We created HAEMCODE, a repository for transcription factor (TF)-binding maps in mouse blood cells; the maps are generated from chromatin immunoprecipitation followed by sequencing (ChIP-seq) data. Using a standardized analysis pipeline, we manually curated more than 300 TF ChIP-seq studies from a wide range of primary mouse hematopoietic cells and major cell line models. As of September 2013, the HAEMCODE compendium covered 84 TFs across 24 major blood cell types. Hemopoiesis is also a major focus of ENCODE, yet the currently available mouse ENCODE data (36 TFs; May 2013) cover less than half the HAEMCODE contents, with only 9 TFs investigated by ENCODE not available elsewhere.

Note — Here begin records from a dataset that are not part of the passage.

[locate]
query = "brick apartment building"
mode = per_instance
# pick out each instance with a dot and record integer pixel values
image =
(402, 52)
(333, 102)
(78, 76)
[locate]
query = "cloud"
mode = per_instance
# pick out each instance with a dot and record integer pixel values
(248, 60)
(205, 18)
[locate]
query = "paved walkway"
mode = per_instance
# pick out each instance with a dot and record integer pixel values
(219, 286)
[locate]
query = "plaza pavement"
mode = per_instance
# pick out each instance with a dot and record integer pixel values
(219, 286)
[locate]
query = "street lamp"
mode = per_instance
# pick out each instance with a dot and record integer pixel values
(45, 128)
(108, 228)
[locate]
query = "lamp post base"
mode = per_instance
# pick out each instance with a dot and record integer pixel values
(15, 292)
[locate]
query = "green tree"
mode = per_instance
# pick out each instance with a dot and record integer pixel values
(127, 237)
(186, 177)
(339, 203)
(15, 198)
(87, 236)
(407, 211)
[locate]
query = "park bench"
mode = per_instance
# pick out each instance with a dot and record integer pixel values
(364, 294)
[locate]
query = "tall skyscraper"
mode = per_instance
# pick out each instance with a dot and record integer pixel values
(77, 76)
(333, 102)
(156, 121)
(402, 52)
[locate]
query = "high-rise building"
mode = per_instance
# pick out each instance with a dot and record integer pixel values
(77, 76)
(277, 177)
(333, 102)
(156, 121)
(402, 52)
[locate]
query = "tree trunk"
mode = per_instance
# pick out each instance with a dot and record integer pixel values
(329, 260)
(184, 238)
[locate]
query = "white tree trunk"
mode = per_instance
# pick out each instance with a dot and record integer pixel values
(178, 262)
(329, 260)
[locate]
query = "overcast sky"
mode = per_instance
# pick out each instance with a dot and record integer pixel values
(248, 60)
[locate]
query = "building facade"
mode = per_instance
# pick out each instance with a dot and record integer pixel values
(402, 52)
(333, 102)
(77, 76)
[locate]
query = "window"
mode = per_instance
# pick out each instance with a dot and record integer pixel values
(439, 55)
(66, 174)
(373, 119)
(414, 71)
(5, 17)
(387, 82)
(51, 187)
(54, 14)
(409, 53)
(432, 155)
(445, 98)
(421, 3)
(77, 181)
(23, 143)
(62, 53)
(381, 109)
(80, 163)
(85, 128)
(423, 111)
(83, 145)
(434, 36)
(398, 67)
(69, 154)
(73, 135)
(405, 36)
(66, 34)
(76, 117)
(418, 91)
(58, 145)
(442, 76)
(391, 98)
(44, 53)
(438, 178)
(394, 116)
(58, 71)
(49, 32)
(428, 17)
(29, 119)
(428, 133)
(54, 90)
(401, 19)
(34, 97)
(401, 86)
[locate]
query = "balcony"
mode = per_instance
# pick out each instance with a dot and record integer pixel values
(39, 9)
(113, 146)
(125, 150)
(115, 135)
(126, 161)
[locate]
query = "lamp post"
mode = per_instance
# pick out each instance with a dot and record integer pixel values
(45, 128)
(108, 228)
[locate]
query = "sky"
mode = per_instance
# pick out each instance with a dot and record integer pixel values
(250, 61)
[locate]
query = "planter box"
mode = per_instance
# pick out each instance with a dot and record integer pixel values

We developed a Web interface (http://haemcode.stemcells.cam.ac.uk/) to provide data access as well as a range of online analysis tools that we designed to be useful to both experimentalists and computational biologists. In the classical use case, a user selects experiments within HAEMCODE before being directed to a workspace that offers precomputed options to inspect and/or download selected ChIP-seq data sets. Additional online tools can compute global similarity between selected experiments, investigate overrepresentation of a user-submitted gene list in any subset of ChIP-seq experiments3, inspect precomputed results from de novo motif discovery and output all ChIP-seq experiments with binding peaks for a user-supplied gene locus.

Integration of publicly available data represents a powerful approach to make novel discoveries across diseases, species and platforms that would be impossible to achieve from single projects4. Successful completion of the HAEMCODE project on a small budget highlights this approach as a potentially widely applicable complement to multimillion-dollar research initiatives.